Thursday, February 21, 2008

This time

First of all, the picture here is the night of the eclipse, just a couple hours earlier. The light shining on the icy snow was just beautiful.

In other news, I just used the last carrot we saved from our garden. And last week, the last jar of strawberry jam. The week before that, the last frozen beans. We still have some pickles, corn, blueberries and strawberries, but we're getting low. We're starting to receive seed catalogues in the mail, and I am already planning on what we're going to do differently for this summer's garden.

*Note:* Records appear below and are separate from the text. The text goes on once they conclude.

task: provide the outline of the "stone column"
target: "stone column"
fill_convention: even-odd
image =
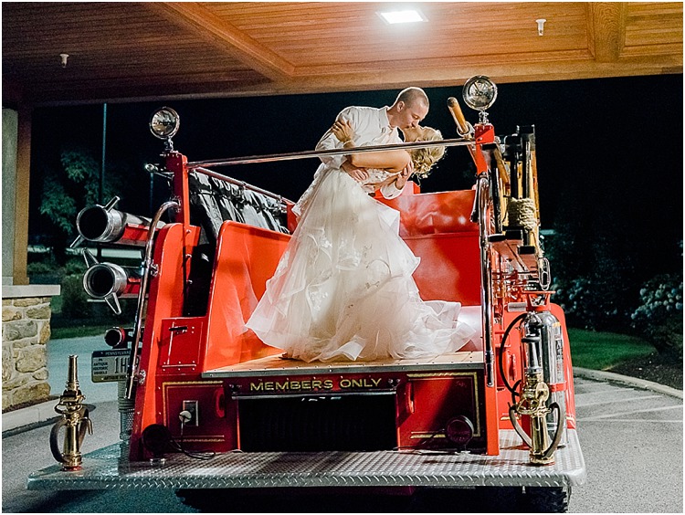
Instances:
[[[47,401],[50,300],[58,286],[3,286],[3,411]]]

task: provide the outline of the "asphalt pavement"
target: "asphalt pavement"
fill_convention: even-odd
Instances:
[[[77,354],[80,388],[93,405],[94,434],[84,453],[119,441],[117,385],[90,381],[90,352],[102,350],[100,337],[48,342],[53,394],[67,380],[68,356]],[[616,374],[577,369],[578,435],[587,482],[571,496],[576,513],[682,513],[682,391]],[[3,512],[194,512],[173,490],[35,491],[26,489],[32,472],[54,464],[49,450],[50,419],[56,401],[3,415]],[[339,511],[332,501],[331,511]],[[230,511],[230,508],[227,508]],[[297,504],[276,510],[297,512]],[[454,506],[446,508],[454,511]],[[321,512],[326,511],[321,507]]]

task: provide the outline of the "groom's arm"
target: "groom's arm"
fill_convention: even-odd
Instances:
[[[350,121],[353,129],[355,132],[358,131],[359,126],[359,111],[354,107],[348,107],[343,109],[338,114],[336,120],[347,120]],[[329,129],[325,134],[321,137],[319,142],[316,144],[316,150],[332,150],[342,148],[342,143],[335,137],[335,134]],[[347,156],[345,155],[321,155],[320,159],[322,163],[332,168],[342,168],[343,163],[346,162]],[[347,165],[350,166],[349,164]]]

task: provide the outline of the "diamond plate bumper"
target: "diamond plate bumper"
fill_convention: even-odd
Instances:
[[[210,460],[170,455],[162,465],[129,463],[115,444],[65,472],[54,465],[28,478],[29,489],[227,489],[273,487],[577,486],[585,466],[577,434],[536,467],[513,431],[501,431],[499,456],[427,451],[225,453]]]

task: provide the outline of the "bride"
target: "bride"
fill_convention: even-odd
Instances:
[[[349,123],[336,121],[332,131],[354,148]],[[442,139],[429,127],[403,132],[406,142]],[[444,152],[351,152],[352,164],[367,171],[361,183],[340,169],[317,173],[293,209],[298,226],[247,327],[306,362],[430,357],[466,344],[475,331],[458,321],[460,304],[421,300],[412,278],[419,258],[399,236],[399,212],[369,195],[404,185],[410,161],[414,174],[426,177]]]

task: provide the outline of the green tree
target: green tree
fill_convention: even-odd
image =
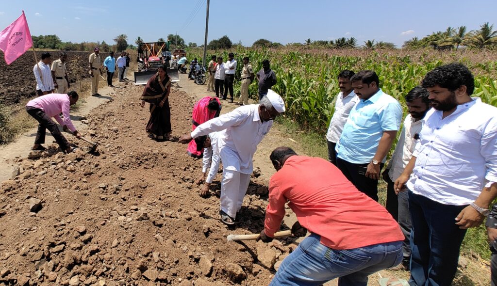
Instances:
[[[116,42],[116,51],[120,52],[126,50],[128,47],[128,36],[121,34],[114,38]]]
[[[375,48],[374,39],[368,40],[364,41],[364,48],[368,50],[373,50]]]
[[[270,47],[272,42],[269,40],[266,40],[265,39],[259,39],[257,41],[253,42],[252,44],[252,47]]]
[[[185,40],[179,35],[169,34],[167,35],[167,40],[171,42],[172,49],[184,49],[186,47]]]
[[[483,49],[497,45],[497,31],[493,31],[494,25],[490,25],[487,22],[480,27],[480,30],[471,32],[468,39],[468,45]]]
[[[228,36],[221,37],[218,41],[219,41],[219,45],[221,46],[221,49],[230,49],[231,46],[233,45],[231,40],[230,40],[230,38]]]

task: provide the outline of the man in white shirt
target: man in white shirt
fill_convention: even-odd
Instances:
[[[209,193],[209,188],[219,169],[221,163],[220,150],[223,144],[225,132],[223,130],[219,132],[213,132],[208,135],[199,136],[195,139],[197,150],[204,150],[204,156],[202,159],[202,174],[195,181],[197,185],[201,184],[203,181],[205,181],[200,191],[201,197],[205,197]],[[209,169],[209,175],[206,179],[205,175],[209,166],[210,168]]]
[[[355,74],[352,71],[345,70],[340,72],[338,76],[340,92],[336,95],[335,111],[330,121],[330,127],[326,134],[328,144],[328,160],[335,166],[336,165],[336,151],[335,150],[336,142],[340,139],[340,135],[343,130],[343,126],[347,122],[350,110],[359,101],[359,97],[356,96],[350,82],[350,77]]]
[[[116,64],[117,64],[117,69],[119,70],[118,78],[120,82],[124,80],[123,77],[123,72],[124,71],[124,67],[126,67],[126,56],[124,55],[125,54],[125,53],[121,53],[121,55],[116,61]]]
[[[226,100],[228,92],[230,91],[231,99],[230,102],[233,102],[233,82],[235,81],[235,72],[237,71],[237,61],[235,59],[235,54],[230,53],[228,55],[228,61],[225,63],[225,73],[226,77],[224,78],[224,93],[223,99]]]
[[[221,98],[224,94],[224,79],[226,76],[226,74],[225,73],[223,57],[219,57],[217,60],[218,64],[216,65],[216,72],[214,73],[214,90],[216,91],[216,97]],[[219,93],[220,89],[221,90],[220,94]]]
[[[426,88],[417,86],[411,90],[405,97],[409,113],[404,122],[404,128],[399,137],[397,145],[390,158],[387,168],[383,171],[383,180],[388,185],[387,187],[386,208],[394,218],[399,222],[405,239],[402,245],[404,259],[402,263],[393,268],[393,270],[408,270],[411,261],[411,214],[407,192],[396,194],[394,182],[401,175],[413,156],[414,148],[419,138],[422,126],[422,119],[430,108],[429,93]]]
[[[34,78],[36,79],[36,93],[38,96],[52,93],[55,90],[52,71],[49,64],[52,62],[50,53],[41,54],[41,60],[33,67]]]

It should help that we won't have a newborn, I'll say that! But given everything, we were pretty successful at keeping the weeds down. This is what I know for this year, however:

-more raised beds
-enough corn for us AND the raccoons
-a separate garden for Shawn's many giant pumpkins
-starting tomatoes and peppers from seeds doesn't work--just skip that step and buy some plants
-more onions--we finished what we had before the summer was up
-plant the brussel sprouts earlier--the little balls were forming just as we got our first frost
-more winter squash and turnip--enough to make up for all the turnip I scorch because I forgot to watch the water level in the pan

I'm so excited for our garden. And for summer. And for warmth. So that we can ready ourselves for another winter, I guess.

2 comments:

Dave said...

Do you keep a journal of your gardening? Have you read Kingsolver's Animal, Veg, Miracle? She said that each night she jots down a few notes so she knows what date she planted things and what date things came up and such.

How do you keep things from going bad? Did your onions get weird before you got to the last ones?

Loralee said...

I am so bad at keeping any kind of journal, although I wish I did. I haven't read that book, either. Was it good?

I freeze a lot of things. With onions, you need to dry them out in the sun and then they'll keep quite well--braid the tops together and you have a nice presentation, too. Carrots would do well in a root cellar--something we don't have, so I kept ours in a bin of sand. They get a little tough, but perfect for cooking (I use them a lot in soups more than anything else).